Similar to survival, proliferation status had an impact on disease control in patients with both PD-L1 positive and negative tumors. The overall objective of evaluating disease control was to show this intersection of response to checkpoint inhibition for cell proliferation versus the current standard of PD-L1 IHC. The results (Table 2, Fig. 5) show that patients with moderately versus those with poorly or highly proliferative tumors have a superior DC rate when combined with any classification schema used to score PD-L1 as a positive result (i.e., TPS ≥ 50% or ≥ 1%; see Additional file 4 for full results). The value of cell proliferation as a marker of response was best displayed by noting that the DC rate for moderately proliferative tumors was no less than 40% for any classification of PD-L1 as a negative result. This was critically important for the fifty-seven negative PD-L1 negative tumors for which moderately proliferative tumors had a DC rate of 41.2% (7/17) (Fig. 5g), while the DC rate among highly and poorly proliferative tumors combined was 17.5% (7/40, p = 0.1179). The summary of all of these results support that cell proliferation is a relevant biomarker in all groups of NSCLC, but is unique and clinically useful for patients with PD-L1 negative tumors.
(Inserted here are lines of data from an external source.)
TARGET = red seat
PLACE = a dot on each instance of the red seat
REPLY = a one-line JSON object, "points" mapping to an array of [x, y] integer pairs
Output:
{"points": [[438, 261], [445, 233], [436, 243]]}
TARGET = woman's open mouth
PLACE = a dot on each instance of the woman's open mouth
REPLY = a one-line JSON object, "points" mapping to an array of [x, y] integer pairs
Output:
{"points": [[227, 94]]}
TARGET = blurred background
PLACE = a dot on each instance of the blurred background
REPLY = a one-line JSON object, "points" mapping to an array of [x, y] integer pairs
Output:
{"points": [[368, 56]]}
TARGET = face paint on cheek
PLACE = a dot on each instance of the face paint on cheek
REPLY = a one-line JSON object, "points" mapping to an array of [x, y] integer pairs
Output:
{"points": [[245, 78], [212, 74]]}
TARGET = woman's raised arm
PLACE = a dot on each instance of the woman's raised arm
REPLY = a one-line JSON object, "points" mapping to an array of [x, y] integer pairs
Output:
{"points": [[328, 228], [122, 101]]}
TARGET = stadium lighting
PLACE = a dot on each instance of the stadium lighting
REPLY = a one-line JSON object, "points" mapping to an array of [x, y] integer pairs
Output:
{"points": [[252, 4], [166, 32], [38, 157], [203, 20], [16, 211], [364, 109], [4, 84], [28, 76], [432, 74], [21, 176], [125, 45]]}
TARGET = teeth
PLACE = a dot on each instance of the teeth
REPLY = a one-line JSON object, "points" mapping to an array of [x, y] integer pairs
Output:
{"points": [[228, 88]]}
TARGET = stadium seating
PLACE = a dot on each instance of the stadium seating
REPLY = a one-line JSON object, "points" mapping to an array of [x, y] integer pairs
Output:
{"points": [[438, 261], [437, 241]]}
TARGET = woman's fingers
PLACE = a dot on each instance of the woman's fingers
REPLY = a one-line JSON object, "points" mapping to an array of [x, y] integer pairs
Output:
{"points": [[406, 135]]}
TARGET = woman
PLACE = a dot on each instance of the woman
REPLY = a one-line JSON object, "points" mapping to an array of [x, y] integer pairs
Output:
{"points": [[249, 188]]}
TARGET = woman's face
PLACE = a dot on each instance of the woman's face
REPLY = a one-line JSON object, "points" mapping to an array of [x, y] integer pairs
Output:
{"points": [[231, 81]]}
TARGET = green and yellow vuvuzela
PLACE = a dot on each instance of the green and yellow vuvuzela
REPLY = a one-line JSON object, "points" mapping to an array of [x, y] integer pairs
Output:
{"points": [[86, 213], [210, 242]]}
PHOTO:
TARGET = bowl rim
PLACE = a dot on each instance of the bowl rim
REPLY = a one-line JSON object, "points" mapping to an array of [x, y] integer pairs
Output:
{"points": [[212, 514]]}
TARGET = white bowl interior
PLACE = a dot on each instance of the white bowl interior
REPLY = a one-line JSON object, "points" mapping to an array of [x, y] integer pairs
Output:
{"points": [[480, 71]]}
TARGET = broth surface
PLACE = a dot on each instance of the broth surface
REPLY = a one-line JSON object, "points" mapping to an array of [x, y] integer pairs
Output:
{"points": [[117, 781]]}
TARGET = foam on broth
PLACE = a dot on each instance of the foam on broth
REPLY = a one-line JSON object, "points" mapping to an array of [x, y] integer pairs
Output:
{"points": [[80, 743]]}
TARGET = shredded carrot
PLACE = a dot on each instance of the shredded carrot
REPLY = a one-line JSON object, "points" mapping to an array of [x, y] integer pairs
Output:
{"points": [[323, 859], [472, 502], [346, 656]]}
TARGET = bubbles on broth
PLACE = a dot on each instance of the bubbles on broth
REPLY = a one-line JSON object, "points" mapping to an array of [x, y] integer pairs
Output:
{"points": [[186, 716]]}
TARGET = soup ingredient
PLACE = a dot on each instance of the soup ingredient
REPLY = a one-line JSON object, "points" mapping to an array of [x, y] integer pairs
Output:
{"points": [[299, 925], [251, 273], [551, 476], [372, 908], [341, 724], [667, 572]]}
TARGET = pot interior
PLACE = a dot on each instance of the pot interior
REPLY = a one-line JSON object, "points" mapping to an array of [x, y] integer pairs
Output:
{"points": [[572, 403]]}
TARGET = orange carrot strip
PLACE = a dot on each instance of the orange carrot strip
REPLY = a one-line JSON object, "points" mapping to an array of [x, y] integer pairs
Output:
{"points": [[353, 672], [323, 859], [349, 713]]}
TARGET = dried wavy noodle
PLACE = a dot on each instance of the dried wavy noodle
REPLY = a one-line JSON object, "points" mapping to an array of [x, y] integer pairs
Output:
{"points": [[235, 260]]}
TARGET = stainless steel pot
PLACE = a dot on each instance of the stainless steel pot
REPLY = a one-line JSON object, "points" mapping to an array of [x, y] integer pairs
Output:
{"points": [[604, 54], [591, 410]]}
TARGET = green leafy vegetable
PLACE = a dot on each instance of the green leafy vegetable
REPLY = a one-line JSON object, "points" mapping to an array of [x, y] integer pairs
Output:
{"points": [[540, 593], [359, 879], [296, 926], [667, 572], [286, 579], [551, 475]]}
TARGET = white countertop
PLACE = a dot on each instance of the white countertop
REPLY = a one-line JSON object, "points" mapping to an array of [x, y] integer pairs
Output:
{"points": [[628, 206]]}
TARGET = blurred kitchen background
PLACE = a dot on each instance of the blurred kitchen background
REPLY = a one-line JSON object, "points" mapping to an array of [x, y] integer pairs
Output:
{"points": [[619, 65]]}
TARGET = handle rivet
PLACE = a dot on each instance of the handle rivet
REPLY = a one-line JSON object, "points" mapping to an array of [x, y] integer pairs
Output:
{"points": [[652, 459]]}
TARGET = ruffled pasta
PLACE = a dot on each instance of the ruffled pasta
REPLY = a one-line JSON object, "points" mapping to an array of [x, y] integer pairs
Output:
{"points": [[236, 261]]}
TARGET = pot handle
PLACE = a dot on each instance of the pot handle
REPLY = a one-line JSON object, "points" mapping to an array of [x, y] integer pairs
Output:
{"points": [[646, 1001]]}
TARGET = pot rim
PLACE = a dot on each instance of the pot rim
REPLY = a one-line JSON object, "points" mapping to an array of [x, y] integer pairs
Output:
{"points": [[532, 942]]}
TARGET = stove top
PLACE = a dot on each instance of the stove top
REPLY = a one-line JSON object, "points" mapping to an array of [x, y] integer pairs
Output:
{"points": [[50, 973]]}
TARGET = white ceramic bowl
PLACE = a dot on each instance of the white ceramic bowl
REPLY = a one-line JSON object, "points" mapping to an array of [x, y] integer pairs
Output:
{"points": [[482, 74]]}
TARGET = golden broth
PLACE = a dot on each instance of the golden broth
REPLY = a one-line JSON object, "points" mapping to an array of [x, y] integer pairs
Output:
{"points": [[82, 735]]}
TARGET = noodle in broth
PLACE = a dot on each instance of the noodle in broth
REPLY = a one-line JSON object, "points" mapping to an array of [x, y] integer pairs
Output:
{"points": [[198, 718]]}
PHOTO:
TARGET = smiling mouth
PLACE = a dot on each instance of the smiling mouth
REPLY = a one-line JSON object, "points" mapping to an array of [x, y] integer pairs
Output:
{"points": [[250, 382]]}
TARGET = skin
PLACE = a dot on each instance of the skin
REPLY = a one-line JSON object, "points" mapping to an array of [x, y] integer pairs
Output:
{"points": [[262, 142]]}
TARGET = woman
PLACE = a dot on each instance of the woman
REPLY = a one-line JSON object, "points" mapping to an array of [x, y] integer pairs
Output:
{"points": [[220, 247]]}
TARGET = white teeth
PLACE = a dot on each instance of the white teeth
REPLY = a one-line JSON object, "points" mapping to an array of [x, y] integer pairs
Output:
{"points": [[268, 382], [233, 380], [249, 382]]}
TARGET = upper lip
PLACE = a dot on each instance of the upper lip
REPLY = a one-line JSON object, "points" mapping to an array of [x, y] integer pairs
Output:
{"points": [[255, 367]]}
Further support of this conclusion was a multivariate analysis on all co-variates using binomial logistic regression model showed that moderately proliferative tumors to have a significant association with probability of disease control (Table 3; p = 0.0071). Furthermore, analysis of deviance of each co-variate (Table 3) suggests that adding proliferation to a null model improved it significantly (p = 0.0009) followed by a second most informative co-variate of PD-L1 status (p = 0.0337). Collectively these results suggest that, the proliferative status of the tumor microenvironment can be harnessed to improve patient stratification based on PD-L1 expression levels. Importantly, cell proliferation seems to have value as a biomarker of response in PD-L1 negative tumors.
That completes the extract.